Home

Hoge Raad, 09-06-2017, ECLI:NL:HR:2017:1036, 16/05620

Hoge Raad, 09-06-2017, ECLI:NL:HR:2017:1036, 16/05620

Gegevens

Instantie
Hoge Raad
Datum uitspraak
9 juni 2017
Datum publicatie
9 juni 2017
ECLI
ECLI:NL:HR:2017:1036
Formele relaties
Zaaknummer
16/05620

Inhoudsindicatie

HR: 81.1 RO.

Uitspraak

9 juni 2017

Nr. 16/05620

Arrest

gewezen op het beroep in cassatie van [X] te [Z] (hierna: belanghebbende) tegen de uitspraak van het Gerechtshof ’s-Hertogenbosch van 13 oktober 2016, nrs. 15/00816 tot en met 15/00818, op het hoger beroep van belanghebbende tegen een uitspraak van de Rechtbank Zeeland-West-Brabant (nrs. AWB 14/5745 tot en met 14/5747) betreffende de aan belanghebbende over de jaren 2008, 2009 en 2010 opgelegde navorderingsaanslagen in de inkomstenbelasting/premie volksverzekeringen en de daarbij gegeven boetebeschikkingen.

1 Geding in cassatie

Belanghebbende heeft tegen ’s Hofs uitspraak beroep in cassatie ingesteld en daarbij een aantal klachten aangevoerd.

De Staatssecretaris van Financiën heeft een verweerschrift ingediend.

Belanghebbende heeft een conclusie van repliek ingediend.

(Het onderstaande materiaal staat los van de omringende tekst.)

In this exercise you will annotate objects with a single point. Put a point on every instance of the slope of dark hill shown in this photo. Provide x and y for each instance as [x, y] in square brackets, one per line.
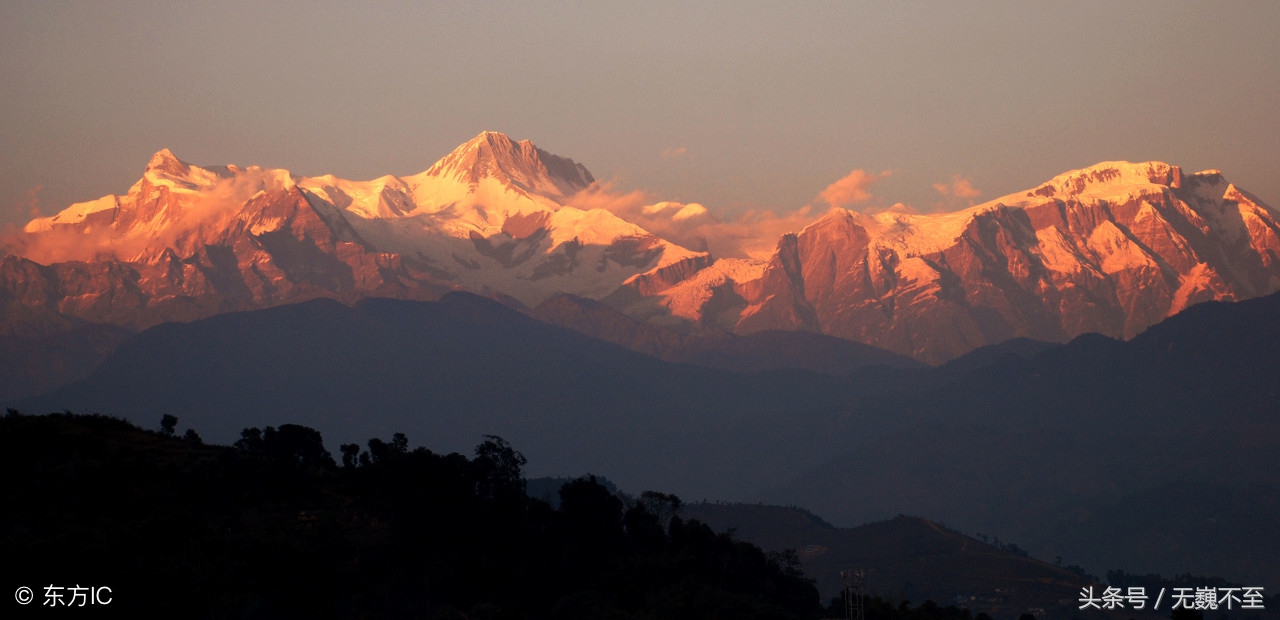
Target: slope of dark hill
[1109, 454]
[752, 352]
[448, 372]
[903, 559]
[36, 364]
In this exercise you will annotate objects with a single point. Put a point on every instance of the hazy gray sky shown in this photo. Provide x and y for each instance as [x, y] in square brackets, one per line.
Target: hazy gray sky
[737, 105]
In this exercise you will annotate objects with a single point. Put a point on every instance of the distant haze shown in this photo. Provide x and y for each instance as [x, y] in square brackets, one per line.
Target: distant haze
[737, 105]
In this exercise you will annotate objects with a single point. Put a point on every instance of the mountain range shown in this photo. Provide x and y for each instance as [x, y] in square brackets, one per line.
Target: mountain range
[1111, 249]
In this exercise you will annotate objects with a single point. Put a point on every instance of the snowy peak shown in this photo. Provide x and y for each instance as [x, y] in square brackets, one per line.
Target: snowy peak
[1110, 177]
[164, 162]
[494, 155]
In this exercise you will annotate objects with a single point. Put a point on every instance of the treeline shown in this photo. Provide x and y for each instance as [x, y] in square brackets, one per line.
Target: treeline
[275, 527]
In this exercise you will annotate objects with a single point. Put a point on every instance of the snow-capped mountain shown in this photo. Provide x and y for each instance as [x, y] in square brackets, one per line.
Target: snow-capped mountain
[1110, 249]
[190, 241]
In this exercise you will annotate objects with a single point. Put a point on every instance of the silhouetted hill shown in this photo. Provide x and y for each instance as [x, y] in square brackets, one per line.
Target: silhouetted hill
[1161, 454]
[452, 370]
[904, 559]
[749, 352]
[274, 528]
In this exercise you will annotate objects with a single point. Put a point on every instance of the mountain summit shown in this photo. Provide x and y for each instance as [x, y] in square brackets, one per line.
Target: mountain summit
[492, 154]
[1110, 249]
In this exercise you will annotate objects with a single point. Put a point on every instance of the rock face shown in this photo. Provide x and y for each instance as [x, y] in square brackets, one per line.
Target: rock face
[1110, 249]
[188, 241]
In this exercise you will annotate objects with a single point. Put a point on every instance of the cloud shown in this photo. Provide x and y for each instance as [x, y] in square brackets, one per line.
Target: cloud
[690, 224]
[32, 206]
[854, 187]
[211, 209]
[959, 187]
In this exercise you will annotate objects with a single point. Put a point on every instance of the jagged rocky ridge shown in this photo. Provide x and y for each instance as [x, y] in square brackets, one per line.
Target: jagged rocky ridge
[1110, 249]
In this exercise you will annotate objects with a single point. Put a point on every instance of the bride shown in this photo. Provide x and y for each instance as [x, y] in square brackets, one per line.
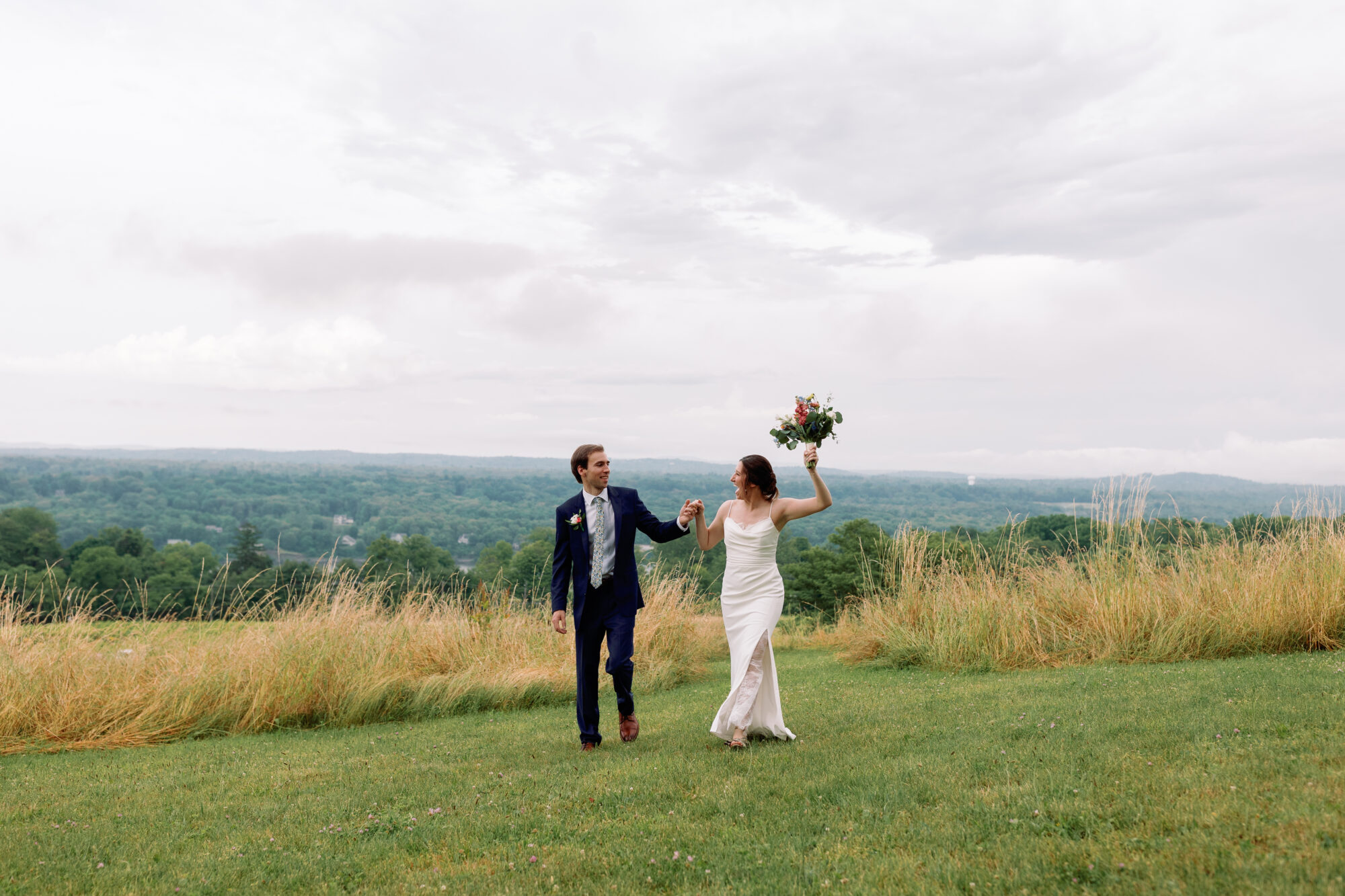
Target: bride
[754, 592]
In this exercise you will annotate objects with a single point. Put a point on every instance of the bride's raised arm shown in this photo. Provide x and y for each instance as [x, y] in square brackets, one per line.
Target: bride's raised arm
[787, 509]
[709, 536]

2 Beoordeling van de klachten

De klachten kunnen niet tot cassatie leiden. Dit behoeft, gezien artikel 81, lid 1, van de Wet op de rechterlijke organisatie, geen nadere motivering, nu de klachten niet nopen tot beantwoording van rechtsvragen in het belang van de rechtseenheid of de rechtsontwikkeling.

3 Proceskosten

De Hoge Raad acht geen termen aanwezig voor een veroordeling in de proceskosten.